In Zimbabwe, a marketing assessment led to the adoption of the
name "care contraceptive sheath" for the female condom,
to distinguish it from the male latex condom, generally considered
to be used only with casual partners. The female condom was
marketed to reach couples in need of family planning, rather than
focusing exclusively on commercial sex workers.
However, a study found that continued use may have been
discouraged due to "difficulties of insertion, and reported
discomfort experienced during sexual intercourse (mainly by the
women)." It also found that people using it for disease
prevention were more likely to continue use (66 percent), compared
to those who adopted it mainly as a contraceptive (55 percent).1
"We are trying to determine why it's used and with whom,
and under what circumstances," says Steven Mobley, research
associate at Horizons Project, an AIDS research and prevention
project led by the New York-based Population Council. "It is
a product that may be useful in certain cases where women find
themselves at risk and where the male condom is not an
option." The Horizons Project and Population Services
International, a Washington-based organization that coordinates
the Zimbabwe marketing campaign, conducted the study, working with
Target Research, a Zimbabwe company.
Using the device is not entirely the woman's decision.

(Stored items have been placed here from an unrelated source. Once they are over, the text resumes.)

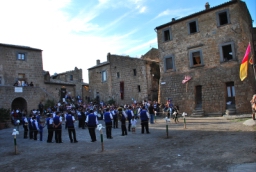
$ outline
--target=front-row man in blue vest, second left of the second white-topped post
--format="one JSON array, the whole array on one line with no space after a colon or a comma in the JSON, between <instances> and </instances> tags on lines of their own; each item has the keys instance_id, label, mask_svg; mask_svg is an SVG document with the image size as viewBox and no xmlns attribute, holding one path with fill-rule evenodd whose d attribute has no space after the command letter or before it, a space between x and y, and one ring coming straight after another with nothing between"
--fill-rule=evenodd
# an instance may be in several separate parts
<instances>
[{"instance_id":1,"label":"front-row man in blue vest, second left of the second white-topped post","mask_svg":"<svg viewBox=\"0 0 256 172\"><path fill-rule=\"evenodd\" d=\"M70 139L71 143L77 143L78 141L76 140L76 130L75 130L75 117L71 115L71 111L68 111L68 114L66 116L66 122L67 122L67 128L68 128L68 136ZM73 134L73 137L72 137Z\"/></svg>"}]
</instances>

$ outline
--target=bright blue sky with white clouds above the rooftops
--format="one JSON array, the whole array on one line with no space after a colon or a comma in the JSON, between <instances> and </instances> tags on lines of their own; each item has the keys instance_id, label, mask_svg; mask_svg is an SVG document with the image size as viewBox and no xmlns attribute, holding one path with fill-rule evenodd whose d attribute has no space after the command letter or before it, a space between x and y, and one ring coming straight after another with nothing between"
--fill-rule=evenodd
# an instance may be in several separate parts
<instances>
[{"instance_id":1,"label":"bright blue sky with white clouds above the rooftops","mask_svg":"<svg viewBox=\"0 0 256 172\"><path fill-rule=\"evenodd\" d=\"M43 50L43 69L83 70L107 54L140 58L158 48L155 28L229 0L0 0L0 43ZM256 0L246 2L256 27Z\"/></svg>"}]
</instances>

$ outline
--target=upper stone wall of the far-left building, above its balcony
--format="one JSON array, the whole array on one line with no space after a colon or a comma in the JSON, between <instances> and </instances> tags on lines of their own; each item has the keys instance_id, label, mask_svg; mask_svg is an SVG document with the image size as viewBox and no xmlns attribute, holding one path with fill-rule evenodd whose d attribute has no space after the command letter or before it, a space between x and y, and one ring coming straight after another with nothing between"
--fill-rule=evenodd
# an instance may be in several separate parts
<instances>
[{"instance_id":1,"label":"upper stone wall of the far-left building, above its balcony","mask_svg":"<svg viewBox=\"0 0 256 172\"><path fill-rule=\"evenodd\" d=\"M25 60L17 60L17 54L25 54ZM37 72L35 72L37 71ZM19 74L35 86L43 84L42 50L22 46L0 44L0 76L2 85L13 86Z\"/></svg>"}]
</instances>

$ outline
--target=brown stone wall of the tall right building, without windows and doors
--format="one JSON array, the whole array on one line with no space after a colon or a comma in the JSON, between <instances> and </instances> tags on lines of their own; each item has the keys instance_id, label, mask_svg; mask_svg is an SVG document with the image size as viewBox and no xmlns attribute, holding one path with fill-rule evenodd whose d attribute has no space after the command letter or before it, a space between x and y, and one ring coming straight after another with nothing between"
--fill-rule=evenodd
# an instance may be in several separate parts
<instances>
[{"instance_id":1,"label":"brown stone wall of the tall right building, without windows and doors","mask_svg":"<svg viewBox=\"0 0 256 172\"><path fill-rule=\"evenodd\" d=\"M230 24L216 26L216 12L229 10ZM199 32L188 34L188 22L196 19ZM181 111L191 114L195 109L195 88L202 86L202 109L205 114L220 113L226 110L226 83L234 82L236 112L250 113L250 99L254 94L255 80L253 70L249 67L248 77L242 82L239 68L251 37L252 21L244 2L220 5L205 13L193 14L170 22L157 31L160 60L160 96L161 102L171 98ZM170 28L172 40L163 42L163 29ZM236 60L220 62L220 45L233 42ZM203 66L190 67L189 51L200 49L203 55ZM175 57L175 70L165 71L164 57ZM182 84L185 75L192 79ZM187 87L187 89L186 89Z\"/></svg>"}]
</instances>

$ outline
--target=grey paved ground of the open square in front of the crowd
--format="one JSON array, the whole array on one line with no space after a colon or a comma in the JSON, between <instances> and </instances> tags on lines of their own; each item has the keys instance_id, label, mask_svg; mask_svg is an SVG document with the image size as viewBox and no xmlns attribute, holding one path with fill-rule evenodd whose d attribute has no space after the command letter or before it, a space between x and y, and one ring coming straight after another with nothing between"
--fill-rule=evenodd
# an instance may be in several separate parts
<instances>
[{"instance_id":1,"label":"grey paved ground of the open square in front of the crowd","mask_svg":"<svg viewBox=\"0 0 256 172\"><path fill-rule=\"evenodd\" d=\"M46 142L47 129L44 129L44 141L23 139L23 128L19 127L17 155L11 135L14 127L3 129L0 130L0 169L2 172L235 172L255 167L254 127L224 117L187 117L186 129L182 118L179 121L166 123L158 118L155 124L149 125L150 134L141 134L138 120L136 134L128 132L127 136L121 136L119 123L118 129L112 129L113 139L106 139L103 131L103 146L99 131L96 131L97 141L92 143L88 129L76 128L79 142L70 143L63 126L63 143L59 144ZM100 123L104 125L103 121Z\"/></svg>"}]
</instances>

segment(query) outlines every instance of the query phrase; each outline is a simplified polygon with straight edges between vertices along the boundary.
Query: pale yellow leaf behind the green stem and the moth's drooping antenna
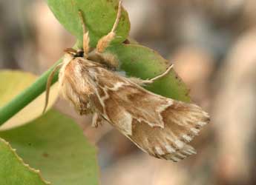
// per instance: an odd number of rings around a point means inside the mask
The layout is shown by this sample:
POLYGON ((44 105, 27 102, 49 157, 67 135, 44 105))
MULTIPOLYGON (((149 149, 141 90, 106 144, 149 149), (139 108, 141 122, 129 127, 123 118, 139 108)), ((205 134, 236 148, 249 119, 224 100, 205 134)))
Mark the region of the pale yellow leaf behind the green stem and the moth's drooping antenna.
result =
MULTIPOLYGON (((33 84, 33 82, 36 81, 36 78, 36 75, 18 70, 0 70, 0 110, 1 107, 4 107, 5 104, 13 99, 13 97, 19 95, 19 93, 29 87, 30 84, 33 84)), ((51 87, 48 108, 52 107, 53 103, 56 101, 58 91, 57 84, 51 87)), ((28 97, 22 96, 19 102, 14 102, 10 108, 13 108, 16 104, 26 98, 28 97)), ((34 101, 24 107, 24 109, 10 118, 10 120, 5 122, 4 125, 0 126, 0 130, 18 127, 38 118, 42 115, 44 105, 45 93, 42 93, 34 101)), ((4 115, 1 115, 1 112, 0 117, 4 117, 4 115)))

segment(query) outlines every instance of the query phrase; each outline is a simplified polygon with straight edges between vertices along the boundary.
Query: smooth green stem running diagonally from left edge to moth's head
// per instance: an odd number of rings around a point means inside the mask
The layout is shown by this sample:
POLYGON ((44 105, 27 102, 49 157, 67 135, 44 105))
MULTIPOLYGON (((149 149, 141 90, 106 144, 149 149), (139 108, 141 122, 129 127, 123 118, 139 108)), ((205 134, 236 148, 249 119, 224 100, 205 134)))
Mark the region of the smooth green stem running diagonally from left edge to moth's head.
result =
MULTIPOLYGON (((53 68, 62 61, 60 59, 50 67, 44 74, 42 74, 30 87, 27 87, 24 91, 22 91, 19 95, 16 95, 10 102, 5 104, 0 108, 0 126, 5 123, 8 119, 12 118, 13 115, 16 115, 17 112, 22 110, 27 104, 30 104, 35 98, 45 92, 45 87, 47 83, 48 75, 53 70, 53 68)), ((54 75, 52 84, 54 84, 58 80, 58 74, 54 75)))

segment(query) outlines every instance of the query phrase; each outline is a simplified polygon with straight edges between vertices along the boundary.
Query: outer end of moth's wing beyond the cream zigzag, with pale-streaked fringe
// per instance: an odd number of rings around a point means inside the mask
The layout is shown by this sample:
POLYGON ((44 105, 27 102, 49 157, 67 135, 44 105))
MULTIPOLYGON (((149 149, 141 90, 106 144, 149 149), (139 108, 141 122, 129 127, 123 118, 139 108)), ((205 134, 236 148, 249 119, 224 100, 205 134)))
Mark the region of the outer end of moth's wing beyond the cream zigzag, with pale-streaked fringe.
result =
POLYGON ((174 104, 161 112, 165 127, 150 127, 133 120, 132 135, 134 143, 145 152, 157 158, 180 161, 188 155, 195 154, 188 145, 200 128, 209 122, 209 116, 200 107, 174 101, 174 104))

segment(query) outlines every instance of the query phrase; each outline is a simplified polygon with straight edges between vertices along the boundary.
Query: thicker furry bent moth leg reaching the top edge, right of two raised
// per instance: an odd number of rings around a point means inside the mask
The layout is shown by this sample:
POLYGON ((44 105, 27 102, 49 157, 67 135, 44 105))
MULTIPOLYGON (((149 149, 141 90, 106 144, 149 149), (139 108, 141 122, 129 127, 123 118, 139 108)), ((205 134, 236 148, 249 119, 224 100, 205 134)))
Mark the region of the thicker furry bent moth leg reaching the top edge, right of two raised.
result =
POLYGON ((107 36, 103 36, 102 38, 99 39, 98 44, 96 46, 96 52, 97 53, 103 53, 105 49, 108 47, 109 43, 113 41, 113 39, 116 36, 116 27, 120 21, 121 14, 122 13, 122 1, 119 1, 118 4, 118 11, 116 15, 116 21, 114 23, 114 26, 112 27, 112 30, 110 33, 108 33, 107 36))

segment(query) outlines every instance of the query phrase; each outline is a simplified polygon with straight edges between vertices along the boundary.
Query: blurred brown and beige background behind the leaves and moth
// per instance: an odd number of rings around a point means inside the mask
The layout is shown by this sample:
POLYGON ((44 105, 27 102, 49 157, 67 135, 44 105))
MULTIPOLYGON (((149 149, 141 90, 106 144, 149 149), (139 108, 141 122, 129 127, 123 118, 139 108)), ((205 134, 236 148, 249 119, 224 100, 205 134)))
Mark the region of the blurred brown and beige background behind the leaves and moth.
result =
MULTIPOLYGON (((91 118, 59 100, 99 147, 102 184, 256 184, 256 1, 124 0, 124 7, 131 37, 175 64, 211 124, 193 141, 198 154, 174 164, 144 154, 108 124, 91 128, 91 118)), ((0 68, 42 74, 74 39, 45 1, 0 1, 0 68)))

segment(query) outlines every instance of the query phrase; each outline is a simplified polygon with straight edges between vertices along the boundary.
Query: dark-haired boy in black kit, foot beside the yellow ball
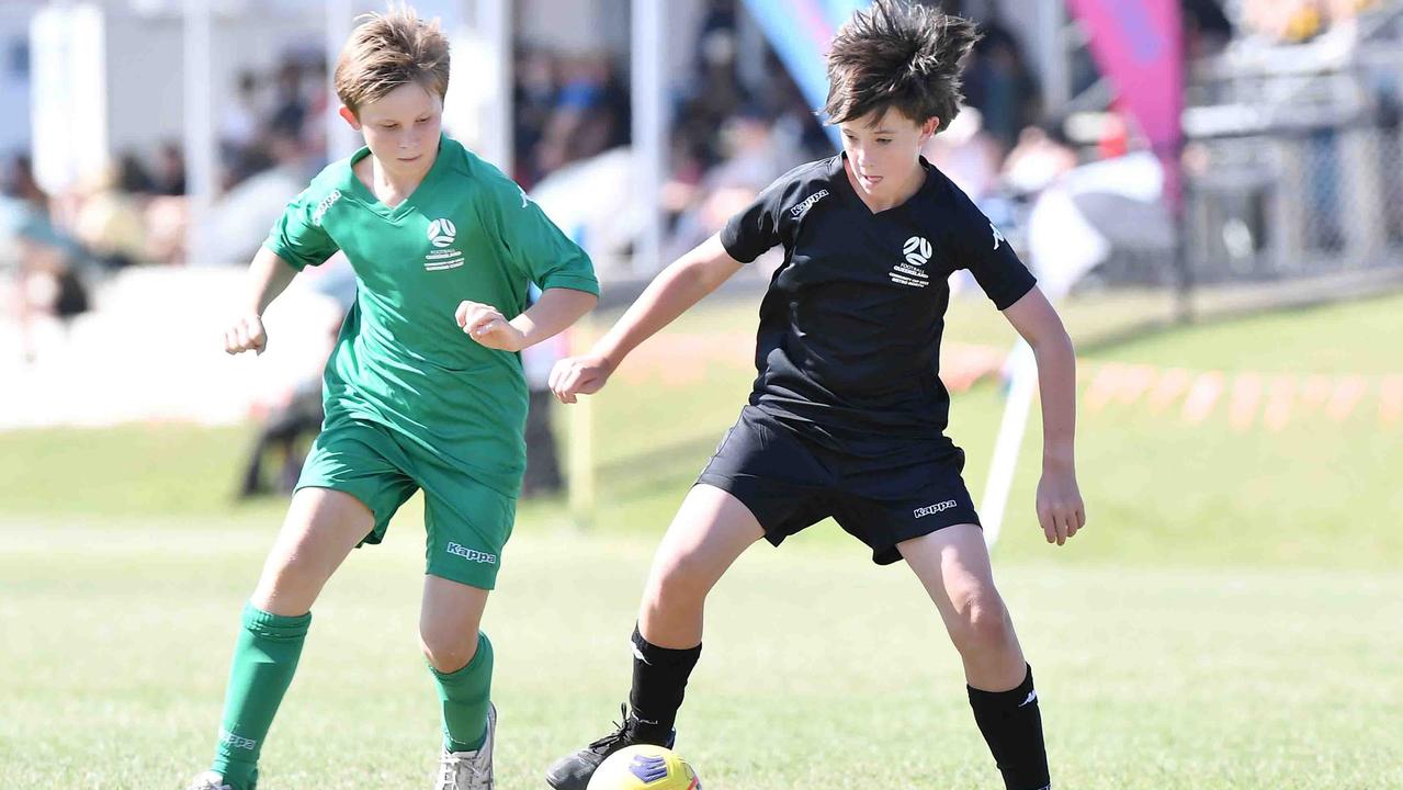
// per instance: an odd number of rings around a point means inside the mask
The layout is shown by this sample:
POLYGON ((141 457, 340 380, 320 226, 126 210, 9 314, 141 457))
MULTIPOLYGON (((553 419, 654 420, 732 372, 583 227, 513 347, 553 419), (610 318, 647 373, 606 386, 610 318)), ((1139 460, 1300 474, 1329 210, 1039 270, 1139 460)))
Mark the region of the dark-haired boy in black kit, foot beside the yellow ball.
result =
POLYGON ((654 558, 633 633, 631 713, 547 770, 584 790, 610 754, 671 745, 702 652, 707 592, 760 537, 832 516, 878 564, 905 560, 964 660, 969 704, 1006 787, 1051 786, 1033 671, 993 585, 964 453, 944 436, 937 377, 947 278, 969 269, 1033 347, 1042 393, 1037 515, 1049 543, 1086 523, 1073 467, 1072 342, 1007 241, 919 152, 958 112, 962 18, 877 0, 828 56, 825 112, 843 153, 766 188, 668 267, 592 352, 560 362, 564 403, 598 391, 640 342, 745 262, 783 246, 760 304, 749 404, 687 494, 654 558))

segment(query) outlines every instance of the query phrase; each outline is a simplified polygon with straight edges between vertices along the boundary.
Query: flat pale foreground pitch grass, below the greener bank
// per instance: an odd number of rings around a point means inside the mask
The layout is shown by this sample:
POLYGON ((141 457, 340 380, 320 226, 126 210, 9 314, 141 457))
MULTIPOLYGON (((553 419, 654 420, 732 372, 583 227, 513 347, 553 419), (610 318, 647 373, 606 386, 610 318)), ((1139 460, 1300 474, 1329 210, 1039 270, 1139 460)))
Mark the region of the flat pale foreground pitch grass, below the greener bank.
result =
MULTIPOLYGON (((407 526, 407 525, 400 525, 407 526)), ((0 786, 175 787, 208 758, 274 526, 6 526, 0 786)), ((504 790, 540 787, 626 693, 650 543, 537 525, 487 629, 504 790)), ((411 529, 316 608, 267 787, 422 787, 436 747, 411 529)), ((1403 787, 1397 574, 1000 565, 1063 787, 1403 787)), ((753 551, 709 606, 679 751, 709 787, 993 787, 958 661, 911 574, 753 551)))

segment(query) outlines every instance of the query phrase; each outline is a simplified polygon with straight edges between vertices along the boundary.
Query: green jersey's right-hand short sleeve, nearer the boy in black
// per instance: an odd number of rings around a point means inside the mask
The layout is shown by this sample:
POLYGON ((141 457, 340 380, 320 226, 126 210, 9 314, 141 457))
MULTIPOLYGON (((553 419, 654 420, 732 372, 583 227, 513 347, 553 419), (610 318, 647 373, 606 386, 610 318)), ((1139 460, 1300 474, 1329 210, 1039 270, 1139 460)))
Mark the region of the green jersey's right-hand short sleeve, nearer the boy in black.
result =
POLYGON ((589 255, 565 236, 526 192, 505 175, 487 191, 488 227, 495 227, 511 262, 537 288, 599 295, 589 255))

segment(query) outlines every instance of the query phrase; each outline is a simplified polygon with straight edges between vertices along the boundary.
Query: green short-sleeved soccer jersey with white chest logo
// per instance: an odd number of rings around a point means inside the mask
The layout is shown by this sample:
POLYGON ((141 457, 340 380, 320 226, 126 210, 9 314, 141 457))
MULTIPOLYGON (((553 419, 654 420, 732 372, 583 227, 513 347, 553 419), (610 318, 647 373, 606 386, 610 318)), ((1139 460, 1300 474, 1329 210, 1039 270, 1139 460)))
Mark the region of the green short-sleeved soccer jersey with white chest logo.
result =
POLYGON ((418 189, 394 208, 351 170, 369 154, 327 166, 265 241, 297 269, 337 250, 355 269, 355 306, 325 368, 325 425, 382 424, 516 495, 526 464, 521 358, 474 342, 455 310, 466 299, 513 319, 530 282, 599 293, 589 257, 515 182, 448 136, 418 189))

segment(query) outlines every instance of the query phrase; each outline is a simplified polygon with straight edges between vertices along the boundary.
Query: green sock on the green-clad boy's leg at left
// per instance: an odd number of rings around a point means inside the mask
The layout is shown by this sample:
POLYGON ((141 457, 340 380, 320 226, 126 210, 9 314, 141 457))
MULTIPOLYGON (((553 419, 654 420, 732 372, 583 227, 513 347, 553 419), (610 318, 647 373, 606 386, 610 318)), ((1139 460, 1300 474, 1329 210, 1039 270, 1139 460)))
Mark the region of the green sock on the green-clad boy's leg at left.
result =
POLYGON ((311 613, 285 617, 246 603, 243 620, 210 770, 234 790, 253 790, 258 782, 258 752, 297 671, 311 613))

Consequently, some experts have suggested that marketing should
focus on women who can successfully negotiate female condom use
with their partners, as well as encourage men to accept the
device.
The Zimbabwe campaign is highly subsidized, which raises
questions about how popular the device would be if higher prices
were charged to cover the actual costs. Currently, each female
condom in the Zimbabwe program only costs U.S. 12 cents (or about
eight female condoms for U.S. $1). This price is well below the
typical retail price in the United States of about $3 for one
device, and is even a fraction of the relatively low public-sector
price of U.S. 65 cents that the manufacturer charges HIV
prevention projects.
However, male condoms are also highly subsidized in countries
with high STD rates, such as Zimbabwe. One study suggests that the
public health benefits of offering female condoms at subsidized
prices in sub-Saharan urban settings should be cost effective,
compared with other HIV/STD prevention and family planning
programs. "Such an intervention may generate net savings in
the form of averted HIV, STD and pregnancy-related medical
costs," concluded Dr. Elliot Marseille of the University of
California at San Francisco and colleagues. "These findings
suggest that female condoms are a good candidate for public sector
subsidies. They are likely to reduce disease transmission, and
save public funds in the process."
The study found that targeting high-risk groups such as sex
workers and other women who are likely to have multiple partners
would be most cost effective. The study estimated the number of
HIV, syphilis and gonorrhea cases, and pregnancies that would be
averted by the introduction, as well as net cost or savings to the
public health system, cost per HIV infection averted, and other
costs.2
References
- Horizons/Population Council, Population
Services International, Target Research. Female Condom User
Study in Zimbabwe. New York: Population Council, 2000.
- Marseille E, Kahn JG, Saba J.
Cost-effectiveness of the female condom in preventing HIV,
STDs and pregnancy in urban Sub-Saharan Africa. Unpublished
paper. University of California at San Francisco, n.d.